There was a time, only a few short years ago, when Juan Pedro Yllanes was on the point of having the biggest gig of his judging career. Judge J.P. was pencilled in to be the presiding judge in the Nóos trial. Princess Cristina, Iñaki Urdangarin, ex-Balearic president Jaume Matas and others were to all be in the dock (or rather on the bench) facing him. Celebrity by association awaited Judge J.P., but he turned down the opportunity. The Judge was heading into politics and into the arms of Podemos, pursuers of the corrupt in a political arena as opposed to a court.

His extended sabbatical has gifted the Judge some five years of political experience, first as a deputy in Congress and now as the vice-president of the Balearics.

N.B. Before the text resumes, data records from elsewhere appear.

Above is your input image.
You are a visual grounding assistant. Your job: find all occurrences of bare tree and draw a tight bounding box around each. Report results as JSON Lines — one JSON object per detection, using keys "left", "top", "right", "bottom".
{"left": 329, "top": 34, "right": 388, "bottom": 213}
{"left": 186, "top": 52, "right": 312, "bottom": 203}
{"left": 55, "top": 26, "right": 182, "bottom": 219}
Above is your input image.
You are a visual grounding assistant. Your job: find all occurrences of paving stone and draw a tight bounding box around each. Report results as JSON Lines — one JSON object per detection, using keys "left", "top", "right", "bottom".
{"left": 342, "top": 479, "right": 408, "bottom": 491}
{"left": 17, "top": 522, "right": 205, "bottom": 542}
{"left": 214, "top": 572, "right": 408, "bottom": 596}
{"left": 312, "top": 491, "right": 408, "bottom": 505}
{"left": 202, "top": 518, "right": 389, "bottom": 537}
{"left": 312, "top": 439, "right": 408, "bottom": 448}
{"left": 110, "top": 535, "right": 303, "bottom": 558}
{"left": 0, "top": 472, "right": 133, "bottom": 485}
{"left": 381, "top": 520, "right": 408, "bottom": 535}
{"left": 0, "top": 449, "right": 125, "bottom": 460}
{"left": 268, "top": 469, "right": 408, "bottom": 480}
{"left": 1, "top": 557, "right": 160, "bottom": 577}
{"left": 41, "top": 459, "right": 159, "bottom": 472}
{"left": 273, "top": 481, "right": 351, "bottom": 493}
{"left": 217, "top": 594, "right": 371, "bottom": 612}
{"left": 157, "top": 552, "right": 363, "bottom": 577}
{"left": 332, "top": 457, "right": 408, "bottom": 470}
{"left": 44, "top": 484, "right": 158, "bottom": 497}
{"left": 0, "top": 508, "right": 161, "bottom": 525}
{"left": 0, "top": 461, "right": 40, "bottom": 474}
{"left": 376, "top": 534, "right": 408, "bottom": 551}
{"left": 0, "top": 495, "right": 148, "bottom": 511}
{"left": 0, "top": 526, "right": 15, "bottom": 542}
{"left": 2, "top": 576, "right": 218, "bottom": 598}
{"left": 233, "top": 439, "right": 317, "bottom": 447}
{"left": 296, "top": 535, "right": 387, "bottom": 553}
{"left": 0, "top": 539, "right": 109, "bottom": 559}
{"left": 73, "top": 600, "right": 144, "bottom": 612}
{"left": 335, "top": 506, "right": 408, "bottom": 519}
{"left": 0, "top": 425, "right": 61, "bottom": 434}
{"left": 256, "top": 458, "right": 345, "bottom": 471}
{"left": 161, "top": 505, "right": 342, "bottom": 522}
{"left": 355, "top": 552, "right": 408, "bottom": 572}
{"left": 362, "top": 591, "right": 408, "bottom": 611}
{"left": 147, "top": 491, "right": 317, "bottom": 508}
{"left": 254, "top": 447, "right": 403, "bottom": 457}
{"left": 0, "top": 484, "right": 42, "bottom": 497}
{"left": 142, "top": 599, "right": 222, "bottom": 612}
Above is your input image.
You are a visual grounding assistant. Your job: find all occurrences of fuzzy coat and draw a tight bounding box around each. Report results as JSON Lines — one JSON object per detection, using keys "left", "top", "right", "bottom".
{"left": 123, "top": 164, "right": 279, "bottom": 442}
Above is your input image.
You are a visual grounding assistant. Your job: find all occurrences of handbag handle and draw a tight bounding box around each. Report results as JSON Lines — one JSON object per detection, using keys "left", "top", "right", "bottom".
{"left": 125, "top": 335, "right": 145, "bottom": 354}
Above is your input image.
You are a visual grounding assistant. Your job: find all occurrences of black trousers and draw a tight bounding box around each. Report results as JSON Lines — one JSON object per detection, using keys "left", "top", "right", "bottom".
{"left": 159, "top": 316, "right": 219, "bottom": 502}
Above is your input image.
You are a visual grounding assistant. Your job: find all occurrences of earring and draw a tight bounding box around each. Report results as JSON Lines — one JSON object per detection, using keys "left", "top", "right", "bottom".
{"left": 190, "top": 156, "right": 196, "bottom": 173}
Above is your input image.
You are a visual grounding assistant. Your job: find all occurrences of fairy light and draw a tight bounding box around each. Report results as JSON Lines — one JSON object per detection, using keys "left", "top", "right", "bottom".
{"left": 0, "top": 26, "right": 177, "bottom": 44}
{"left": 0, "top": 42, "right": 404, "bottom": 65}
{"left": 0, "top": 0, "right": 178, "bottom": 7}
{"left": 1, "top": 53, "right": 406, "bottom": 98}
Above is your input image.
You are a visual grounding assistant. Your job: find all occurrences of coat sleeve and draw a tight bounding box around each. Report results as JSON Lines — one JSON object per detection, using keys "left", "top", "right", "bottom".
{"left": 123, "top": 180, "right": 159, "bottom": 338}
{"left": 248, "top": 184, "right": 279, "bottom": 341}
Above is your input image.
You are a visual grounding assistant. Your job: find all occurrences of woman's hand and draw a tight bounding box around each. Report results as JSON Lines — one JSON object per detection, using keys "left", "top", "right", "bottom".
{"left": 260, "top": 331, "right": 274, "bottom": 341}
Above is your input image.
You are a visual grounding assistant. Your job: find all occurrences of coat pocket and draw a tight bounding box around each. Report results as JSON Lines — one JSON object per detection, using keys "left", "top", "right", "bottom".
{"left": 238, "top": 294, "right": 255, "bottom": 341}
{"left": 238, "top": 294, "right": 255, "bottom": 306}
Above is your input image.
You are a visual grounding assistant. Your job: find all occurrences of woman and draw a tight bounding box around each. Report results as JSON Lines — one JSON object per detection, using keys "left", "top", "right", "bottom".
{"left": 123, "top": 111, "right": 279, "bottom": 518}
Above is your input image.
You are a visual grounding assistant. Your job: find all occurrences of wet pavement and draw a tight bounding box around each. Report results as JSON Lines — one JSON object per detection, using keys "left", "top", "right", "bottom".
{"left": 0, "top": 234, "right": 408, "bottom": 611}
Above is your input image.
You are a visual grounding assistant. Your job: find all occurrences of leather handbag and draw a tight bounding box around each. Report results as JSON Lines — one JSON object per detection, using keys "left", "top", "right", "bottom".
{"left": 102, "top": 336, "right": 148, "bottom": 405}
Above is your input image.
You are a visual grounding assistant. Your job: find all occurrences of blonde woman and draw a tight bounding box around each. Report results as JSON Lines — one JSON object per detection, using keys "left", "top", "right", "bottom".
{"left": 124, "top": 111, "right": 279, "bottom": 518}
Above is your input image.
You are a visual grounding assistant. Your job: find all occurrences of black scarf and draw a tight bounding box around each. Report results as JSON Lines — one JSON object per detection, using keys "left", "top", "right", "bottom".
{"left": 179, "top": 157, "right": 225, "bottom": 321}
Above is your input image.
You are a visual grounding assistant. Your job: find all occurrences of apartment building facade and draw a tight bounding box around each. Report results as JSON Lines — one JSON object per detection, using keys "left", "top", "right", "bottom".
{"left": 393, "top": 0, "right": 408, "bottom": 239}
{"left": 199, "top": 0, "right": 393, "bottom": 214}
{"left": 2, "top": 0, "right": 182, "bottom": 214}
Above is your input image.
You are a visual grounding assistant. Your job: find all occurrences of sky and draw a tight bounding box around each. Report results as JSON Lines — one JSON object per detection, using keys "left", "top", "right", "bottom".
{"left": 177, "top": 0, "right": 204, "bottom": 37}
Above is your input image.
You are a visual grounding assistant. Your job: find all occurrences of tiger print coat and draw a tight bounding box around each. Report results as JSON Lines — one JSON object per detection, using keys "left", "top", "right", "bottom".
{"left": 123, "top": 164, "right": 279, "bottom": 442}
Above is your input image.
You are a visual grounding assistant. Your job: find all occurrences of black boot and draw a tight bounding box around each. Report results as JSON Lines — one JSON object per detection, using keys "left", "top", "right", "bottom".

Like a mature (very mature) student at university, Judge J.P.'s political knowledge and learning have come late in life. He was sixty in January, which makes him some ten years older than Josep Castells, a Més in Minorca politician who no one had ever heard of until he became parliamentary spokesperson.

This age difference plus political background and experience have to considered in the context of what transpired in parliament last week. Judge J.P. got the right hump with Josep. "You have no idea about politics," the Judge informed Josep, who retaliated by observing: "I was already a politician and you were not born."

As you may appreciate, this wasn't entirely accurate, although in terms of time in politics alone, Josep would appear to have a few years on the Judge, who has nevertheless clearly learned a great deal from his mature student experience. Away from the impartiality of the courtroom, the Judge is now demonstrating the partiality of politics. Josep wasn't alone in having incurred the wrath of the Judge last week. Another target was someone else no one is familiar with - Pablo Jiménez, who in theory is on the same side as the Judge, but isn't.

Pablo is from the Izquierda Unida, the United Left who are the Unidas in Unidas Podemos, the minor collective of brothers and sisters who have tagged themselves onto Podemos and have in the process somehow managed to provide two ministers in Pedro Sánchez's government. It was one of these ministers, the supposedly tourism-bashing fellow from consumer affairs, Alberto Garzón, who was referenced by the Judge when he took aim at Pablo (who, it might be noted, is from Minorca like Josep). "I'm going to call Garzón and tell him that a deputy of his has voted with Vox," yelled the Judge.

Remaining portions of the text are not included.